Friday has seen the pound’s recovery continue, with as the latest YouGov poll puts the ‘No’ vote back in the lead in the Scottish referendum. The poll by The Sun puts the vote at 52% for the ‘No’ camp, with 48% for ‘Yes’. GBP/USD has recovered and is back above 1.6250 on the news, with GBP/EUR having clawed back most of its losses as it heads towards 1.26 again. The week’s big loser was the Aussie as investors continue to pull money out of the Asian/commodity currencies and buy the dollar. AUD/USD has dropped below .9050, its lowest level since March, on the back of continued improvement in the US economy. Friday afternoon sees US Retail Sales data being released, with a small uptick from last month expected for both the core and overall reading.

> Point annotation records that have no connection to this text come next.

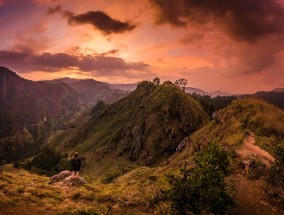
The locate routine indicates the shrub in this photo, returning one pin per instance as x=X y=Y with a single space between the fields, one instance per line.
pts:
x=276 y=172
x=48 y=162
x=203 y=189
x=109 y=177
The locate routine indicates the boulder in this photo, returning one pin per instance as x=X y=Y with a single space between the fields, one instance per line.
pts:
x=74 y=181
x=64 y=174
x=54 y=179
x=60 y=176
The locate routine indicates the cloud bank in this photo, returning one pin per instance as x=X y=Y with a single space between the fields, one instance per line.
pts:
x=98 y=19
x=246 y=20
x=27 y=61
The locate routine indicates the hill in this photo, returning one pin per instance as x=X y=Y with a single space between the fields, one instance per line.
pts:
x=240 y=117
x=92 y=90
x=144 y=127
x=26 y=102
x=30 y=110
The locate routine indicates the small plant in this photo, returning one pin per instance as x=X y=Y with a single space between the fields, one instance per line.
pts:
x=109 y=177
x=81 y=212
x=203 y=188
x=276 y=172
x=76 y=196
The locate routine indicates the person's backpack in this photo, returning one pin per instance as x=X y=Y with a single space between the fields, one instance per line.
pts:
x=76 y=163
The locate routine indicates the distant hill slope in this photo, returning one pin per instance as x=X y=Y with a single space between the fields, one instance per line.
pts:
x=146 y=126
x=93 y=90
x=126 y=87
x=27 y=102
x=274 y=97
x=240 y=117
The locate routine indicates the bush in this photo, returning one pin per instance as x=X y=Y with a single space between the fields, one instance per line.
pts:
x=48 y=162
x=276 y=172
x=109 y=177
x=203 y=189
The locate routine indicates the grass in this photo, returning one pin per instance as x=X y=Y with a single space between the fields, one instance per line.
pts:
x=155 y=117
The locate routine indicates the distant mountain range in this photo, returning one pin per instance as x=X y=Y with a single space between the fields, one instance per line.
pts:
x=28 y=102
x=93 y=90
x=146 y=126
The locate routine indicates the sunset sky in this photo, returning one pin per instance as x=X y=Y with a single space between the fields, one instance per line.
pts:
x=233 y=46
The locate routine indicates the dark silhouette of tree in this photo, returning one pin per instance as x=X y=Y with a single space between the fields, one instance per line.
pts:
x=156 y=81
x=182 y=83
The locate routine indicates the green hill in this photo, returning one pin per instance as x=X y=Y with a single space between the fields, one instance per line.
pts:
x=242 y=116
x=144 y=127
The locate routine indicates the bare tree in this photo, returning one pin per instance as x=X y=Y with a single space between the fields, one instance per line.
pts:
x=181 y=83
x=156 y=81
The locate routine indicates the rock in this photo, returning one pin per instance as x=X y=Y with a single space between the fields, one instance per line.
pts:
x=60 y=176
x=64 y=174
x=54 y=179
x=248 y=164
x=74 y=181
x=181 y=146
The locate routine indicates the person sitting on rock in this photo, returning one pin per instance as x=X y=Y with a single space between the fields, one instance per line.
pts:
x=76 y=164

Next week’s big data releases include Australia’s Monetary Policy Meeting Minutes, UK CPI and German ZEW Economic Sentiment on Tuesday. Wednesday sees Employment data and the MPC minutes from the UK. We also have US CPI, the Federal rate statement, economic projections as well as Fed chair Janet Yellen appearing at her quarterly press conference. The big event however will be Thursdays Scottish Independence vote. It looks like the Better Together campaign will come through, though expect large falls in the pound should the Scots decide to go it alone.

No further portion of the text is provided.